Cities such as Bangalore, Hyderabad and Kolkata observed an increase in occupier demand in the month.
"Few large sized transactions (above 100,000 sq ft) were also concluded in Bangalore. Among the transactions concluded, Tech Mahindra committed around 140,000 sq ft in Goldhill Supreme, Walmart took up around 130,000 sq ft in Salarpuria Aura and RBS Business Services leased around 100,000 sq ft in RMZ Ecoworld," CBRE said.
This month also saw the renewal of existing leases (around 0.33 million sq ft) mostly from corporate occupiers, it added.
Absorption of office space increased by nearly 10 per cent in 2014 to over 33 million sq ft compared to previous year.
On housing market, CBRE said the "demand for ready residential properties remained subdued". The quantum of residential unit launches also remained low during the month.
Real estate market, especially housing, is facing a huge slowdown since last couple of years due to skyrocketing property prices and high interest rates.
"While the focus remained on the mid-end segment, the total number of launches declined due to abundant availability of ready-to-occupy inventory and cautious buyer sentiment," the consultant said.

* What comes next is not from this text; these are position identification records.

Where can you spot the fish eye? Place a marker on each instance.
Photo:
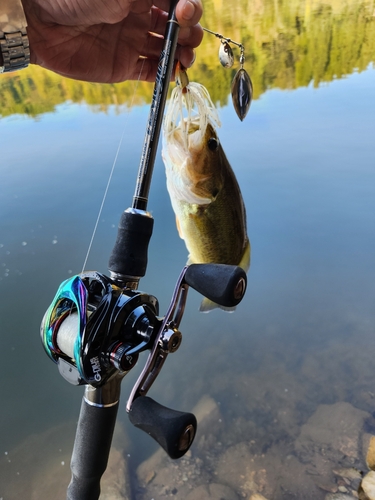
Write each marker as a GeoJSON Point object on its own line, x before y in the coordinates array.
{"type": "Point", "coordinates": [213, 144]}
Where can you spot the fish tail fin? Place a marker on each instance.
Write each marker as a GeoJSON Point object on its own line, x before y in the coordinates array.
{"type": "Point", "coordinates": [207, 305]}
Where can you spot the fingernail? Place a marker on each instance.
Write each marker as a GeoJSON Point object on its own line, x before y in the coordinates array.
{"type": "Point", "coordinates": [194, 56]}
{"type": "Point", "coordinates": [188, 11]}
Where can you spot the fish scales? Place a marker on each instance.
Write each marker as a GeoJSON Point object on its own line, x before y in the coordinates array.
{"type": "Point", "coordinates": [204, 192]}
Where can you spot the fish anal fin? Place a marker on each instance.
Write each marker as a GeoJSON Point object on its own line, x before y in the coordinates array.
{"type": "Point", "coordinates": [179, 228]}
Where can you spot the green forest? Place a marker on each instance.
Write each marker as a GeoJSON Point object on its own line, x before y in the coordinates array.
{"type": "Point", "coordinates": [288, 44]}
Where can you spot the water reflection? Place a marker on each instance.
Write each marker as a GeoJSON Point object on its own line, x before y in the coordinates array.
{"type": "Point", "coordinates": [294, 364]}
{"type": "Point", "coordinates": [287, 45]}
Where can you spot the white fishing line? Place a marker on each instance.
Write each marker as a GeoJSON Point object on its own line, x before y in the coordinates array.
{"type": "Point", "coordinates": [110, 175]}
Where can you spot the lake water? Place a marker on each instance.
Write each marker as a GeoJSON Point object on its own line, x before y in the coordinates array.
{"type": "Point", "coordinates": [302, 340]}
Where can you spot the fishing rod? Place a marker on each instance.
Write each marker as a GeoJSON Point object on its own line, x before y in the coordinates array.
{"type": "Point", "coordinates": [96, 326]}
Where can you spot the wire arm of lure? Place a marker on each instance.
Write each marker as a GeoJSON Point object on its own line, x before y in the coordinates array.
{"type": "Point", "coordinates": [229, 40]}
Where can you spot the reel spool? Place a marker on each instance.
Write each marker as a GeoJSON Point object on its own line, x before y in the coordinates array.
{"type": "Point", "coordinates": [94, 329]}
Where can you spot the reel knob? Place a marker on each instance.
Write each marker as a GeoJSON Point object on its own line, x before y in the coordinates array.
{"type": "Point", "coordinates": [173, 430]}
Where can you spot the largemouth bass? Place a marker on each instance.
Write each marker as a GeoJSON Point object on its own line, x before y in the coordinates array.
{"type": "Point", "coordinates": [205, 195]}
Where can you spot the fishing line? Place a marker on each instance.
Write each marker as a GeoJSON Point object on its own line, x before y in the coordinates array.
{"type": "Point", "coordinates": [111, 173]}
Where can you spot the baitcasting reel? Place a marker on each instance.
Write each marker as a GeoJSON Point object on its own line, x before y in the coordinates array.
{"type": "Point", "coordinates": [95, 329]}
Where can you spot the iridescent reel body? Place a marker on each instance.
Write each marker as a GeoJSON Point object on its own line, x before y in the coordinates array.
{"type": "Point", "coordinates": [94, 328]}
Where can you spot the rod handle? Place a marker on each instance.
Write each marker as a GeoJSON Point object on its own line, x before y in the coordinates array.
{"type": "Point", "coordinates": [91, 450]}
{"type": "Point", "coordinates": [173, 430]}
{"type": "Point", "coordinates": [221, 283]}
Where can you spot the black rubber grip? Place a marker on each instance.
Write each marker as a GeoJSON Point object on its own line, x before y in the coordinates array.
{"type": "Point", "coordinates": [129, 255]}
{"type": "Point", "coordinates": [223, 284]}
{"type": "Point", "coordinates": [91, 450]}
{"type": "Point", "coordinates": [173, 430]}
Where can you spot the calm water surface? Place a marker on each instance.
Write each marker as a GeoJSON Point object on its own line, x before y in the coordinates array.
{"type": "Point", "coordinates": [304, 159]}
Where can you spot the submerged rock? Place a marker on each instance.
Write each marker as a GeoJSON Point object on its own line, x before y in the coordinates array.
{"type": "Point", "coordinates": [213, 491]}
{"type": "Point", "coordinates": [333, 432]}
{"type": "Point", "coordinates": [367, 488]}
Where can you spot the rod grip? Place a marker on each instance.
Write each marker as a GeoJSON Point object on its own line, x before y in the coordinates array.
{"type": "Point", "coordinates": [173, 430]}
{"type": "Point", "coordinates": [221, 283]}
{"type": "Point", "coordinates": [129, 254]}
{"type": "Point", "coordinates": [91, 450]}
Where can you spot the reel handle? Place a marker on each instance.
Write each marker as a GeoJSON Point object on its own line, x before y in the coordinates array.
{"type": "Point", "coordinates": [221, 283]}
{"type": "Point", "coordinates": [173, 430]}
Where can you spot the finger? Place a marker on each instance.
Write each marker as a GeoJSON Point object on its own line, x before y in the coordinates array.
{"type": "Point", "coordinates": [189, 12]}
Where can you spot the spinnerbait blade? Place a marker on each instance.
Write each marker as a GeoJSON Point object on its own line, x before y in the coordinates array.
{"type": "Point", "coordinates": [242, 93]}
{"type": "Point", "coordinates": [226, 55]}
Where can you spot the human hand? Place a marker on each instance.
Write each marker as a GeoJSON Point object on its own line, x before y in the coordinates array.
{"type": "Point", "coordinates": [108, 41]}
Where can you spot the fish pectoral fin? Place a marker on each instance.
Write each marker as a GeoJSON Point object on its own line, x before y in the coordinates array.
{"type": "Point", "coordinates": [207, 305]}
{"type": "Point", "coordinates": [245, 261]}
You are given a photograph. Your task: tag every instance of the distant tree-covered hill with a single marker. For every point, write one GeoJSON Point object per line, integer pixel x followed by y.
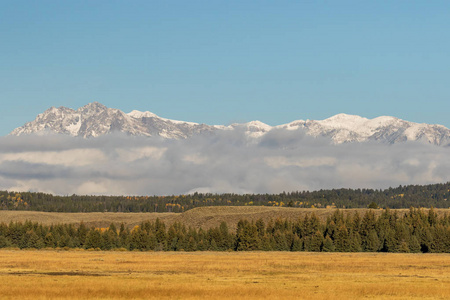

Most of the housing projects were launched in Bangalore and Chennai in the mid-end and high-end segments (measuring 100-700 units), while other cities attracted limited new launches during the month, the report said.
"Capital values across most micro-markets in the leading cities largely remained stable due to prevalent low-end user demand and inventory build-up in most locations. Going forward, residential markets are likely to see stable price points with a gradual pick up in launches in most of the leading cities," CBRE said.
However, emerging and peripheral locations with a substantial supply pipeline might witness a slight price correction in forthcoming months, it added.